For canoeists without a specific fishing purpose, the appeal is the route itself: the succession of lakes, the portages through boreal forest, the silence at dawn. A circuit route of three to five days gives enough time to move well away from the entry point corridor and find lakes where you might not see another canoe for a full day. Single-day paddles are possible from some entry points but do not capture what makes the wilderness distinctive.
Wildlife
Moose are the most sought-after sighting and are more commonly seen in the early morning along marshy lake edges in June and September. Bald eagles are present throughout and relatively easy to spot. Gray wolves inhabit the wilderness and the surrounding forest but are rarely encountered directly. Common loons are abundant and their calls across water at dusk are, for most visitors, the defining sound of the experience.
Practical Preparation
The BWCAW sits at a latitude where summer nights can be cold and where weather changes rapidly. Hypothermia is a real risk for unprepared paddlers in cold water, particularly early in the season. A reliable waterproof bag for clothing, a first aid kit, a compass, and a laminated waterproof map of your specific route are non-negotiable. Cell service is absent for most of the interior.
Insect repellent is essential from late May through early July. The black fly season typically runs through June. Mosquitoes are present through August. Both are manageable with good head nets and long sleeves at dawn and dusk.

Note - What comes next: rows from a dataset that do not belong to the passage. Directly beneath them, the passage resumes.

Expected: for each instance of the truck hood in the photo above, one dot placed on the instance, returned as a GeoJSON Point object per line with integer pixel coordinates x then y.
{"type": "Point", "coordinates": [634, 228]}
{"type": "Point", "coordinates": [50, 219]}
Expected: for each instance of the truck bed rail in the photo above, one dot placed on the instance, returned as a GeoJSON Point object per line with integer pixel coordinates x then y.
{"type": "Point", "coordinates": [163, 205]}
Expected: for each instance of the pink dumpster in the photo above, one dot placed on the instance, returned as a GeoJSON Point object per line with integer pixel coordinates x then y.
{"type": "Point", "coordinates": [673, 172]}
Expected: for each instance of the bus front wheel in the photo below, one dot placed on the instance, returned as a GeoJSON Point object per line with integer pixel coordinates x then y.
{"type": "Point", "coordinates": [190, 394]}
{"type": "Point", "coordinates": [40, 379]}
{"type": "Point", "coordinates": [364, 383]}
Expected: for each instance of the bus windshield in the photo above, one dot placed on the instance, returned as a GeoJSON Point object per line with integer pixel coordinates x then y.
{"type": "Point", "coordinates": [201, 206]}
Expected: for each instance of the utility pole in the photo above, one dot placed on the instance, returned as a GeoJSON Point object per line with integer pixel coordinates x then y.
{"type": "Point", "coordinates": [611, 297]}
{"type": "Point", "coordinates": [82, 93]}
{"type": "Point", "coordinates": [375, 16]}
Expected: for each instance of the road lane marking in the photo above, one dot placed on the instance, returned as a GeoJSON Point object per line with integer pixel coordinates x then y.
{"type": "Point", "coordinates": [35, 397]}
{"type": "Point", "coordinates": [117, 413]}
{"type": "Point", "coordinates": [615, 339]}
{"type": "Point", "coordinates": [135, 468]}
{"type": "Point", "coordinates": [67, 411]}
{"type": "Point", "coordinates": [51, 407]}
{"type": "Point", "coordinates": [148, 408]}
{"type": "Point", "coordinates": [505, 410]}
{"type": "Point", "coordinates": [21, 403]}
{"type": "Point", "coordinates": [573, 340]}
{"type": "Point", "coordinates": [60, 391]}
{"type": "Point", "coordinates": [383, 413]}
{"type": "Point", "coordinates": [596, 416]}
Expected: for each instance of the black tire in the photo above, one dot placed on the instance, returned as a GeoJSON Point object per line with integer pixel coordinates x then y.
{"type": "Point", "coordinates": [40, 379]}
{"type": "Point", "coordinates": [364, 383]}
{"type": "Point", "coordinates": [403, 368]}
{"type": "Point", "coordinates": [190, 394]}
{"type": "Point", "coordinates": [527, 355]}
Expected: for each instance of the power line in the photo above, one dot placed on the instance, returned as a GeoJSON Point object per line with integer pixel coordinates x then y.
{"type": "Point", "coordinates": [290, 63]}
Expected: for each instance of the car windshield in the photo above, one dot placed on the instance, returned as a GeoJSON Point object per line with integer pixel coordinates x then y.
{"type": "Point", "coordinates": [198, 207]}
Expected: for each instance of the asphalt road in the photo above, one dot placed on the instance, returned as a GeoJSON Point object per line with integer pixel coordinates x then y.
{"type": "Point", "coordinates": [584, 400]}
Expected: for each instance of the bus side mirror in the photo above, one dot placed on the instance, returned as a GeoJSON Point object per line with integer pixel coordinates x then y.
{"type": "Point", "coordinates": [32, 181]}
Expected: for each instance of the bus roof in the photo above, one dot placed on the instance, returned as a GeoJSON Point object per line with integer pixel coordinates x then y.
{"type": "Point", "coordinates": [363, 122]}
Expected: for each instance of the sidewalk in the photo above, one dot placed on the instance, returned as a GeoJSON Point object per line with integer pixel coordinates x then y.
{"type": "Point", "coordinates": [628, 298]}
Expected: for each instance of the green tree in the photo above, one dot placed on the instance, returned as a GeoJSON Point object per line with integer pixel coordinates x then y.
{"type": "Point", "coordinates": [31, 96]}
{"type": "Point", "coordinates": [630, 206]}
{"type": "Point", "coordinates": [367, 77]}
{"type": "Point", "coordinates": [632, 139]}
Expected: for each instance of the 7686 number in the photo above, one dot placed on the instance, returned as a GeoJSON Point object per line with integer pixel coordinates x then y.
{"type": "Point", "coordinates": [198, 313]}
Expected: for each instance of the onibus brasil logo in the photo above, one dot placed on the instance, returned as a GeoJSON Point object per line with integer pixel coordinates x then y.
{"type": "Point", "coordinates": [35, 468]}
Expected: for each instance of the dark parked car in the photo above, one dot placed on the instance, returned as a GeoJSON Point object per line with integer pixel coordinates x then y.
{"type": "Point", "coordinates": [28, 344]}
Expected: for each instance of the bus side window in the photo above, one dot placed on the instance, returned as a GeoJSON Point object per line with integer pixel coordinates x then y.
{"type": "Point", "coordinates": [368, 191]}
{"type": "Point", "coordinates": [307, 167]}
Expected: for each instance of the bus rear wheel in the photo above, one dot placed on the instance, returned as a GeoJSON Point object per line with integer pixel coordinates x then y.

Bear canisters or approved hanging systems are required for food storage. Black bears are present throughout the wilderness.
Entry Point Selection
The most popular entry points, including Moose Lake (Entry Point 25), Fall Lake (Entry Point 24), and Lake One (Entry Point 30), are the most congested on summer weekends. Entry points further from Ely along the Fernberg Road or the Gunflint Trail tend to see fewer groups and offer access to excellent lake systems that are not harder to reach, only less publicised. If your outfitter or local knowledge tells you a specific entry point is unusually quiet for your travel dates, take the advice seriously.
Book the permit as early as possible, plan your portages before you arrive, and accept that the wilderness offers nothing in the way of rescue services beyond what neighbouring paddlers can provide. That self-reliance is, for most people who come back year after year, exactly the point.